When you derive a custom token from a role color, always express it in terms of the role variable.

2. Hardcoded scale colors mixed into role-driven utilities. A class like bg-linear-to-br from-accent/70 to-tiger-flame-700 mixes one role color with a fixed-palette shade — only half of it follows the theme. Either keep the gradient role-only (from-accent/70 to-accent/30) or accept that the scale shade is a brand constant.

3. Inline <style> without a CSP nonce. The shipped partial sets nonce="{{ csp_nonce }}" automatically; if you write a custom override template, do the same.

4. Tailwind v3 raw-RGB tokens in @theme.

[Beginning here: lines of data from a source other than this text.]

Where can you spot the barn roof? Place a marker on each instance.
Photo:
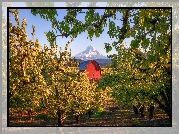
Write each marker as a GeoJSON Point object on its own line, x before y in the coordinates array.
{"type": "Point", "coordinates": [84, 64]}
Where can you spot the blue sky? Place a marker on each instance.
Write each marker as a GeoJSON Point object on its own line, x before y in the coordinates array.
{"type": "Point", "coordinates": [80, 43]}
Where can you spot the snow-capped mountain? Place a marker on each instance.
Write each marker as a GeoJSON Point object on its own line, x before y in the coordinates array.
{"type": "Point", "coordinates": [90, 54]}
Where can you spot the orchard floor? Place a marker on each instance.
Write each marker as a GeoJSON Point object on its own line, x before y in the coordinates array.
{"type": "Point", "coordinates": [121, 118]}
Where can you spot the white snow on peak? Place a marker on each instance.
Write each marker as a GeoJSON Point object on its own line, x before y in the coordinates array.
{"type": "Point", "coordinates": [90, 53]}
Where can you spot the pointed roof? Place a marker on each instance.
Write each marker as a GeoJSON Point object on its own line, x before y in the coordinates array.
{"type": "Point", "coordinates": [84, 64]}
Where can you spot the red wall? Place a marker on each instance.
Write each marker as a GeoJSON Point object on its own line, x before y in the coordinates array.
{"type": "Point", "coordinates": [93, 67]}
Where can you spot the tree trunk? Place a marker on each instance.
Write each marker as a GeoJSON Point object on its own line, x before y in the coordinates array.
{"type": "Point", "coordinates": [60, 117]}
{"type": "Point", "coordinates": [142, 111]}
{"type": "Point", "coordinates": [77, 117]}
{"type": "Point", "coordinates": [30, 114]}
{"type": "Point", "coordinates": [89, 113]}
{"type": "Point", "coordinates": [151, 109]}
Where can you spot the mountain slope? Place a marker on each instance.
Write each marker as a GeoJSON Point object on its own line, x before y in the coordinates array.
{"type": "Point", "coordinates": [90, 54]}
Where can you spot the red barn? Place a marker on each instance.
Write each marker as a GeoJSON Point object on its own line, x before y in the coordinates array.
{"type": "Point", "coordinates": [93, 69]}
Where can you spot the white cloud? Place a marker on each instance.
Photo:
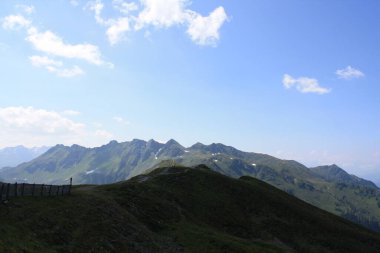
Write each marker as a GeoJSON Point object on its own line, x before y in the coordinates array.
{"type": "Point", "coordinates": [103, 134]}
{"type": "Point", "coordinates": [304, 84]}
{"type": "Point", "coordinates": [50, 43]}
{"type": "Point", "coordinates": [28, 9]}
{"type": "Point", "coordinates": [349, 73]}
{"type": "Point", "coordinates": [74, 3]}
{"type": "Point", "coordinates": [160, 14]}
{"type": "Point", "coordinates": [121, 120]}
{"type": "Point", "coordinates": [15, 22]}
{"type": "Point", "coordinates": [43, 61]}
{"type": "Point", "coordinates": [67, 72]}
{"type": "Point", "coordinates": [97, 7]}
{"type": "Point", "coordinates": [70, 113]}
{"type": "Point", "coordinates": [36, 127]}
{"type": "Point", "coordinates": [55, 67]}
{"type": "Point", "coordinates": [205, 30]}
{"type": "Point", "coordinates": [117, 30]}
{"type": "Point", "coordinates": [124, 7]}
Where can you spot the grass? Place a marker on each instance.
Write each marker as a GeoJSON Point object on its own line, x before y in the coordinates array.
{"type": "Point", "coordinates": [177, 210]}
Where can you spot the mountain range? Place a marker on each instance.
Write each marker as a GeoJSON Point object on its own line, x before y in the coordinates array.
{"type": "Point", "coordinates": [178, 209]}
{"type": "Point", "coordinates": [327, 187]}
{"type": "Point", "coordinates": [13, 156]}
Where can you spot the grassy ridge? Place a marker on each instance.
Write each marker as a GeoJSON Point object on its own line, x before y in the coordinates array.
{"type": "Point", "coordinates": [178, 210]}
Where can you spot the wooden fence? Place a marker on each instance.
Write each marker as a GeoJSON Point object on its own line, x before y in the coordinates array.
{"type": "Point", "coordinates": [8, 190]}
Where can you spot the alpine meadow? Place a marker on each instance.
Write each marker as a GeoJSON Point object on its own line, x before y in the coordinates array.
{"type": "Point", "coordinates": [189, 126]}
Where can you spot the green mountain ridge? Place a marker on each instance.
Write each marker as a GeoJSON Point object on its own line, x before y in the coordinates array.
{"type": "Point", "coordinates": [327, 187]}
{"type": "Point", "coordinates": [178, 209]}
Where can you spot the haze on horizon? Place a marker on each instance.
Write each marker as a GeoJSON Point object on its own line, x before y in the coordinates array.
{"type": "Point", "coordinates": [293, 79]}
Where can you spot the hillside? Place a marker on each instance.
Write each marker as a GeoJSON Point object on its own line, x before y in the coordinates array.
{"type": "Point", "coordinates": [178, 209]}
{"type": "Point", "coordinates": [327, 187]}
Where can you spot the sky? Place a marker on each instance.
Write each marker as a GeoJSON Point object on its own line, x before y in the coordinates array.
{"type": "Point", "coordinates": [292, 78]}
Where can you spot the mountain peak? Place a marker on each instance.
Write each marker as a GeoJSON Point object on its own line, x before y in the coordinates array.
{"type": "Point", "coordinates": [172, 142]}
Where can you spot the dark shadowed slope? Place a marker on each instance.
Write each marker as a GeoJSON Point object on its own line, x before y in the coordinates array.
{"type": "Point", "coordinates": [178, 209]}
{"type": "Point", "coordinates": [327, 187]}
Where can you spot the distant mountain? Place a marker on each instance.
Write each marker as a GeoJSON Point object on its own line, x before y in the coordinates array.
{"type": "Point", "coordinates": [333, 173]}
{"type": "Point", "coordinates": [179, 209]}
{"type": "Point", "coordinates": [327, 187]}
{"type": "Point", "coordinates": [13, 156]}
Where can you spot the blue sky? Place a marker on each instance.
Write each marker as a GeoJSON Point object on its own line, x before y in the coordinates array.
{"type": "Point", "coordinates": [295, 79]}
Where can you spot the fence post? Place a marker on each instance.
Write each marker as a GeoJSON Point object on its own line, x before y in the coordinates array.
{"type": "Point", "coordinates": [7, 194]}
{"type": "Point", "coordinates": [16, 189]}
{"type": "Point", "coordinates": [22, 189]}
{"type": "Point", "coordinates": [71, 183]}
{"type": "Point", "coordinates": [34, 185]}
{"type": "Point", "coordinates": [1, 192]}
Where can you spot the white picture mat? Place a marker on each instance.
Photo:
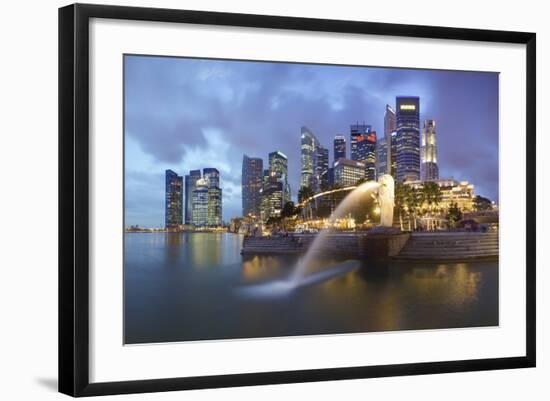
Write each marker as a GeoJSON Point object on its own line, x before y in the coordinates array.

If you extend your project's config.css with a custom brand palette using the pre-Tailwind-v4 raw-triplet pattern, the tokens look fine for direct utility usage but collapse the moment they flow through @apply:

@theme {
  --color-brand-red: 239 68 68;
}

/* Cascade override that recovers a valid color for direct class usage */
.bg-brand-red { background-color: rgb(var(--color-brand-red)); }

class="bg-brand-red" resolves correctly because the cascade-override wins on source order. But Tailwind v4 expands @apply bg-brand-red by inlining its own auto-generated rule for the token (background-color: var(--color-brand-red)), not the override:

@utility btn-brand-primary {
  @apply bg-brand-red text-white;
}

/* Compiles to: */
.btn-brand-primary {
  background-color: var(--color-brand-red);  /* resolves to "239 68 68" — invalid */
  color: var(--color-white);
}

239 68 68 isn't a valid color value, so the property is invalid-at-computed-value-time and dropped — the element renders fully transparent. Define @theme tokens as full color values instead, and drop the cascade-override classes (Tailwind v4 auto-generates the .bg-* / .text-* utilities from @theme):

@theme {
  --color-brand-red: rgb(239 68 68);  /* or oklch(...) / #ef4444 */
}

What this primitive does not cover

  • Fonts. Per-tenant font swapping is genuinely different from color injection — @font-face rules have to load the binary first, before any --font-display variable can switch to it. That's tracked separately in vibetuner#1705.
  • Logos / favicons / assets. These are app-specific and don't belong in a cross-cutting framework primitive. Wire them through your existing context.